Governments on Track to Reaching Universal Climate Agreement
Kofi Adu Domfeh
Journalist | Media Trainer | Social Entrepreneur | Climate Reality Leader | Global Goodwill Ambassador
Another key step towards a new, universal climate change agreement has just been taken as the negotiating text for the agreement was officially issued by the UN Framework Convention on Climate Change.
The text was agreed at the UN Climate Change Conference in Geneva earlier this month, and covers the substantive content of the new agreement including mitigation, adaptation, finance, technology, capacity building, and transparency of action and support.
“I’m delighted that the negotiating text from which the Paris agreement will be constructed has now been officially published. This will allow early consideration of the text on the part of governments,” said UNFCCC Executive Secretary Christiana Figueres.
The negotiating text will be formally communicated to all governments that are Party to the Convention as soon as it becomes available in all six official languages of the UN.
The expectation is that this could be achieved by the end of March, thus amply fulfilling procedural requirements for adoption of the agreement at the end of the year.
This milestone kick-starts a year of intense negotiations and political efforts focused on completing the new agreement and building broad-based momentum across all levels for a unified and lasting response to the challenge of climate change.
“I welcome the broad-based engagement of Heads of State and Ministers ranging from finance to health to energy.

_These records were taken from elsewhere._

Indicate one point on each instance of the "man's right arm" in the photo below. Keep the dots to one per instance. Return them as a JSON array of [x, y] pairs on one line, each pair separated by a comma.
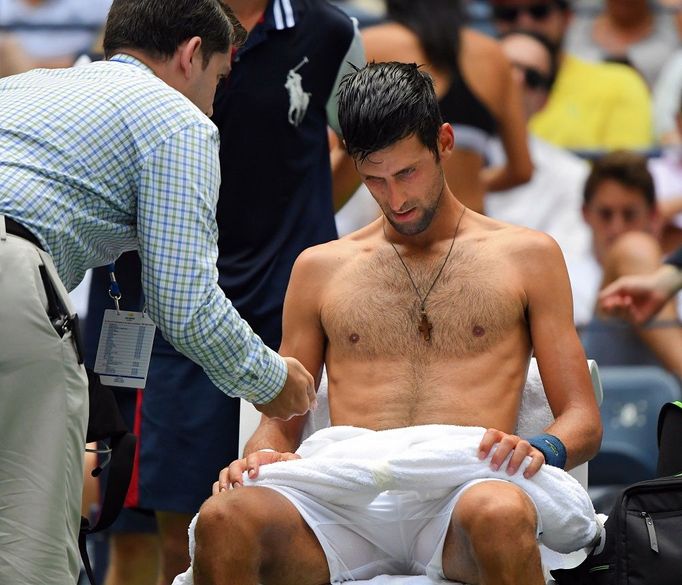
[[177, 234]]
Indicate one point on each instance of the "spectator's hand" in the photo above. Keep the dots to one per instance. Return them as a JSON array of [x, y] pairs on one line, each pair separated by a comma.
[[639, 297], [296, 398], [520, 449], [233, 475]]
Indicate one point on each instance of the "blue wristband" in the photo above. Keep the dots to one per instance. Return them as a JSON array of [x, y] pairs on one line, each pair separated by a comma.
[[551, 447]]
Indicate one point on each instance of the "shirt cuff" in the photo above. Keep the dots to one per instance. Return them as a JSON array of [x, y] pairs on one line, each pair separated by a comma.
[[265, 385]]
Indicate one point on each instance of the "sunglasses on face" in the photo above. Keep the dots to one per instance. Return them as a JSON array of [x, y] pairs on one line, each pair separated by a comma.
[[512, 13], [533, 78]]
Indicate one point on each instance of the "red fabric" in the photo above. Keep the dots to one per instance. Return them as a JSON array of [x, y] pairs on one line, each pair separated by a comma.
[[133, 496]]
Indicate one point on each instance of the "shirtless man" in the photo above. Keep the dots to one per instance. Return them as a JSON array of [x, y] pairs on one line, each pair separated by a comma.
[[428, 315]]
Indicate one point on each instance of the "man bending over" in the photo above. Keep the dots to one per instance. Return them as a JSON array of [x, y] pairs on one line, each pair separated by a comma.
[[428, 316]]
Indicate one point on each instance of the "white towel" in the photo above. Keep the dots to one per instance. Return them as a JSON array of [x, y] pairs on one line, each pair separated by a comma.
[[350, 464]]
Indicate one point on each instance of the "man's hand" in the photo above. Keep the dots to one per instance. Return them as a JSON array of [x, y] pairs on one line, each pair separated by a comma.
[[506, 444], [233, 475], [297, 397], [638, 298]]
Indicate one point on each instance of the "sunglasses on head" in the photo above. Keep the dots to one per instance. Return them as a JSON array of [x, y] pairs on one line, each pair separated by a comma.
[[533, 78], [512, 13]]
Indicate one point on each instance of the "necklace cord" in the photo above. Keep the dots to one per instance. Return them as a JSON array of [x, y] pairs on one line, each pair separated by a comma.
[[445, 261]]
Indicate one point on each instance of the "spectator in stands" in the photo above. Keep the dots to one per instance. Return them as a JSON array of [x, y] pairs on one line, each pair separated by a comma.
[[633, 32], [48, 33], [620, 208], [592, 106], [640, 297], [667, 173], [474, 85], [551, 200]]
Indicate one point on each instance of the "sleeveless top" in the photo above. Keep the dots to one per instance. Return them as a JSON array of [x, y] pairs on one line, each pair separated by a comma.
[[473, 122]]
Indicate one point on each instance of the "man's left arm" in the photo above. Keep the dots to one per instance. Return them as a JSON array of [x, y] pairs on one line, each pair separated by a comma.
[[559, 353]]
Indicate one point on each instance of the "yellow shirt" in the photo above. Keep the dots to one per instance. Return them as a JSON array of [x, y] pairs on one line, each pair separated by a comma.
[[596, 106]]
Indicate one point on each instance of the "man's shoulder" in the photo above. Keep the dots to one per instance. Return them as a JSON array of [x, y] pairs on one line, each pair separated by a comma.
[[337, 252], [511, 240]]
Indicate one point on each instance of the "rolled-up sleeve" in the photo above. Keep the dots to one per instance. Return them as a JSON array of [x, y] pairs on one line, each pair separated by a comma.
[[178, 236]]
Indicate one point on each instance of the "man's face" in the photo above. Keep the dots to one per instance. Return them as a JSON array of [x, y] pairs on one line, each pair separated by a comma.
[[532, 65], [407, 182], [541, 16], [614, 210], [202, 86]]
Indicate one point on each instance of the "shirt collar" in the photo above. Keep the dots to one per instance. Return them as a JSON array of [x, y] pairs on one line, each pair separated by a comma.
[[281, 14], [130, 60]]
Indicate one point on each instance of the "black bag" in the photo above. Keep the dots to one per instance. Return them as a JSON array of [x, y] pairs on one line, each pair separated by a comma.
[[644, 529], [105, 422]]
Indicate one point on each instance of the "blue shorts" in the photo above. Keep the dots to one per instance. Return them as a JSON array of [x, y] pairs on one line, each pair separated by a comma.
[[188, 431]]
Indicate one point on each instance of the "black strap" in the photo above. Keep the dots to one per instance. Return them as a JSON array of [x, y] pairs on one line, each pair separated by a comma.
[[669, 435], [120, 472], [16, 229]]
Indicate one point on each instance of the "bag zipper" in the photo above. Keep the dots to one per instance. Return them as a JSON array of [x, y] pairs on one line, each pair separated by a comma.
[[651, 529]]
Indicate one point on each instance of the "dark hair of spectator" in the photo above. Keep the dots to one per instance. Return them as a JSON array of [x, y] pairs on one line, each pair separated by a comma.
[[548, 45], [626, 168], [159, 27], [383, 103], [436, 23]]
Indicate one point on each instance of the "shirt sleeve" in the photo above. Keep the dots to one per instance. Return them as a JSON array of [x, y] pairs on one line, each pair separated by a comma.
[[178, 236]]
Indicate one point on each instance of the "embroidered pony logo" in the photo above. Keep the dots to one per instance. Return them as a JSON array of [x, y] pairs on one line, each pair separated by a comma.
[[298, 99]]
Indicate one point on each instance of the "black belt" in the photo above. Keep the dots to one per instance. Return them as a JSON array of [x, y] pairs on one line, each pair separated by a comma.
[[16, 229]]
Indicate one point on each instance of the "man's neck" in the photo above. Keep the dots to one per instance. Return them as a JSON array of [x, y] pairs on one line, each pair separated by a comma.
[[249, 12]]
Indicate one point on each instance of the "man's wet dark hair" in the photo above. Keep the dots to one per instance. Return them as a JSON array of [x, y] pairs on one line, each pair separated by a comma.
[[625, 167], [159, 27], [383, 103]]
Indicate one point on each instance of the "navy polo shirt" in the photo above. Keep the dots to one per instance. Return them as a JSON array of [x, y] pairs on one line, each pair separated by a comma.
[[275, 196]]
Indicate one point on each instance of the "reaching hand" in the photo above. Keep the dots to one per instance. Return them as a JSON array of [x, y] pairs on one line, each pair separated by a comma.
[[297, 396], [638, 298], [232, 476], [520, 449]]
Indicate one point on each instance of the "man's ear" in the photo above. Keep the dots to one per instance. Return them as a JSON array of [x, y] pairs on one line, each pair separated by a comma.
[[446, 140], [189, 53]]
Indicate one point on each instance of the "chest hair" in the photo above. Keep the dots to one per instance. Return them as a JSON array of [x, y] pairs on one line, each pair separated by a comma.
[[374, 311]]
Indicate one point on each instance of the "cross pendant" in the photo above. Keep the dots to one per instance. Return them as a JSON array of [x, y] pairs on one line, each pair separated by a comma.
[[425, 327]]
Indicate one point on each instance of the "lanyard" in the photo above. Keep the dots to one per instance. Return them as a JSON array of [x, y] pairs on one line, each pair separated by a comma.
[[114, 289]]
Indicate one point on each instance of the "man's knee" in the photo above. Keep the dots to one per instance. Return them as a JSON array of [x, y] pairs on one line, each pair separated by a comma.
[[226, 513], [496, 510]]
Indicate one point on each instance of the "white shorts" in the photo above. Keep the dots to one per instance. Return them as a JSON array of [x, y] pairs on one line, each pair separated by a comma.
[[396, 534]]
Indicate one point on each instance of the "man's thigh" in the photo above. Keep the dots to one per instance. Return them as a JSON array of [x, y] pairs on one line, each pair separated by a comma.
[[291, 553]]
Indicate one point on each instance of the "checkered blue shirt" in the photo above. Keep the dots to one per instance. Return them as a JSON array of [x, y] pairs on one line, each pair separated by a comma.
[[105, 158]]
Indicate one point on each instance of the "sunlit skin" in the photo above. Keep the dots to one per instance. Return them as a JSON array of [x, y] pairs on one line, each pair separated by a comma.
[[503, 294], [186, 71], [613, 210], [553, 26], [396, 177]]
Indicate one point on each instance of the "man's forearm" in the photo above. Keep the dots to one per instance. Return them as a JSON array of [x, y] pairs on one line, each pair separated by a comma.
[[277, 435]]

The new agreement will not only be of relevance to Ministers of environment, but will be of key relevance across all government ministries and departments committed to the triple intertwined agendas of 2015: namely climate action, the realization of a suite of Sustainable Development Goals and progressing on disaster risk reduction,” Ms. Figueres stated.
Negotiators will reconvene at the Climate Change Conference in Bonn from 1 to 11 June to seek convergence, find ways to bridge positions and reach common understandings.
“The June session will be of crucial importance,” Ms. Figueres said. “I would like to call on all governments to empower their negotiators to come prepared to make choices in June and to converge on outcomes all Parties can accept,” she added.
Additionally, negotiators will identify elements within the negotiating text that are of a durable nature and therefore need to be enshrined in the agreement, and aspects that are more suitable to be contained in decisions at the UN Climate Change Conference in Paris.
This could mean, for example, that the establishment of a mechanism that boosts the response to climate change would be enshrined in the agreement, but the details of how this mechanism would operate would be captured in an accompanying decision.
Following the June conference, two further formal sessions have been scheduled in Bonn, from 31 August to 4 September and from 19 to 23 October.
Meanwhile, the 5th session of the African Ministerial Conference on the Environment (AMCEN) holding in Cairo, Egypt from 1-6 March, will provide an opportunity for ministers and experts to review and analyse the outcomes of the twentieth session of the Conference of the Parties to the United Nations Framework Convention on Climate Change (UNFCCC COP20) that held in Lima, Peru in December 2014.
The on-going climate change negotiations have entered a critical stage towards the 2015 legal agreement and this session will be an opportune platform to review issues at stake for the continent and agree on a roadmap in preparation for the twenty first session of the UNFCCC (COP21) to be held in Paris later in the year.